Le droit de se souvenir
Mais la Cour, après avoir entendu les arguments des deux camps, a tranché en faveur du parquet. Selon elle, des principes juridiques reconnus permettent à un témoin de consulter des documents antérieurs — à condition qu’ils datent d’une époque proche des événements.
En clair : tant que les documents de référence sont fiables et permettent une remémoration fidèle des faits, leur usage est légal pour rafraîchir une mémoire défaillante.
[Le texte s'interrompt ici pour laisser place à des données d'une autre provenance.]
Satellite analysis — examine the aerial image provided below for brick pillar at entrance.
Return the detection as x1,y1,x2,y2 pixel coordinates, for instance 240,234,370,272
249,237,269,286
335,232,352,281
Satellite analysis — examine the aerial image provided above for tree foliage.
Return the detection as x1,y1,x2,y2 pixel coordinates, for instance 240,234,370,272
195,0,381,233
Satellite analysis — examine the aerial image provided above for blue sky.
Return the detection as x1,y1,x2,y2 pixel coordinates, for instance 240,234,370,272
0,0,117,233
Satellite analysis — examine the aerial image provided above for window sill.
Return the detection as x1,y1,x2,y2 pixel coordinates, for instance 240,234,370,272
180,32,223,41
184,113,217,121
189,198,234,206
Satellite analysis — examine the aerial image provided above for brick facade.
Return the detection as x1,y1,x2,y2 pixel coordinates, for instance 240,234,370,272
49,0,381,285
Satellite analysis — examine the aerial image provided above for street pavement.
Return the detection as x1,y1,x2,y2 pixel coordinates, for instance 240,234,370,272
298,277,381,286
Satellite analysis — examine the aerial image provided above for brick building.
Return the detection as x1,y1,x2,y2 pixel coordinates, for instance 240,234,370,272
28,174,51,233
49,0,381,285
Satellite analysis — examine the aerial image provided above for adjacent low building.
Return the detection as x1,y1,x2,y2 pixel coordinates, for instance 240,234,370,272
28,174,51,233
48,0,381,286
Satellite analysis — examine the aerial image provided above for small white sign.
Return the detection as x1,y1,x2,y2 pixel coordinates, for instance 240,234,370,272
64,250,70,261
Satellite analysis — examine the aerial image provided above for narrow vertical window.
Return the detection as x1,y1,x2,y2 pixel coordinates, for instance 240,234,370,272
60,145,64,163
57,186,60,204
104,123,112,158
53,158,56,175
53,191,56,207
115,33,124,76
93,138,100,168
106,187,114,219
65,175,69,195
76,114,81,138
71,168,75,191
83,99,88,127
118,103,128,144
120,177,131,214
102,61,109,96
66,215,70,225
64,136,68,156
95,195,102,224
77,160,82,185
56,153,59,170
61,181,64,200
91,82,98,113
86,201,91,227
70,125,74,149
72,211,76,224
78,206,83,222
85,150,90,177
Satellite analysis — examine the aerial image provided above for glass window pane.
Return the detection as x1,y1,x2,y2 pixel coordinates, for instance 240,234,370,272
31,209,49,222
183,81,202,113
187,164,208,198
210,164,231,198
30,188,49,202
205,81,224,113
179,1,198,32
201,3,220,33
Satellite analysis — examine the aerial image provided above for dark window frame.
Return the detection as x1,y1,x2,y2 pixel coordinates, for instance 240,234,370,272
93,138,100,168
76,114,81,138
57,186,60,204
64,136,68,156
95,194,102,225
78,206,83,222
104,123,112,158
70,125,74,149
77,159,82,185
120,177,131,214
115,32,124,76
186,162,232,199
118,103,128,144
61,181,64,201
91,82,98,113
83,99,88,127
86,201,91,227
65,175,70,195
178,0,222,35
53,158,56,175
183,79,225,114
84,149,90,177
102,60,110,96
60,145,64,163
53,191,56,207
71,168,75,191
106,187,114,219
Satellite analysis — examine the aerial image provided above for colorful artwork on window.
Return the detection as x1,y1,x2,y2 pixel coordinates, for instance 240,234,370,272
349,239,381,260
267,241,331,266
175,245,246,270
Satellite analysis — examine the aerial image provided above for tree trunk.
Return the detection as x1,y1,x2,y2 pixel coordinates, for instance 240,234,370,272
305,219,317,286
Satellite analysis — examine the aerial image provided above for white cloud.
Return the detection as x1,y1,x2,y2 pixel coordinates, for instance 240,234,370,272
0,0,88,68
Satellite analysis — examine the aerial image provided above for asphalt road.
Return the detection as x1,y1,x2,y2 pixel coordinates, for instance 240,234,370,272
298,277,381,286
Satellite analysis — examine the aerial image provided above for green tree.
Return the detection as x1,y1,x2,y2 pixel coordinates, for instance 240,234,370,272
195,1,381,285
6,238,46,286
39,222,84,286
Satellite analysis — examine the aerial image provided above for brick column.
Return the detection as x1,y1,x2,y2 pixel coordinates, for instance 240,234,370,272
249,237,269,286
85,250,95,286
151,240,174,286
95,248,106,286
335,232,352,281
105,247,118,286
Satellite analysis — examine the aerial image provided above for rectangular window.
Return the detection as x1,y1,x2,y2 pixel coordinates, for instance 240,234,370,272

Le tribunal a donc autorisé le témoin à relire sa propre déclaration policière de 2011.
Un précédent rassurant
Cette décision établit un précédent important pour les affaires de corruption et de criminalité économique à Maurice. Elle rassure les autorités sur un point fondamental : malgré les délais parfois exceptionnels entre les faits et le procès, les témoins ne seront pas livrés à eux-mêmes ou à l’épreuve injuste d’un « test mémoire ». Le système judiciaire leur offrira un appui — leurs propres mots, consignés au bon moment.
Dans les méandres d’une justice lente, cette affaire rappelle qu’un souvenir bien consigné vaut parfois plus qu’un témoignage improvisé.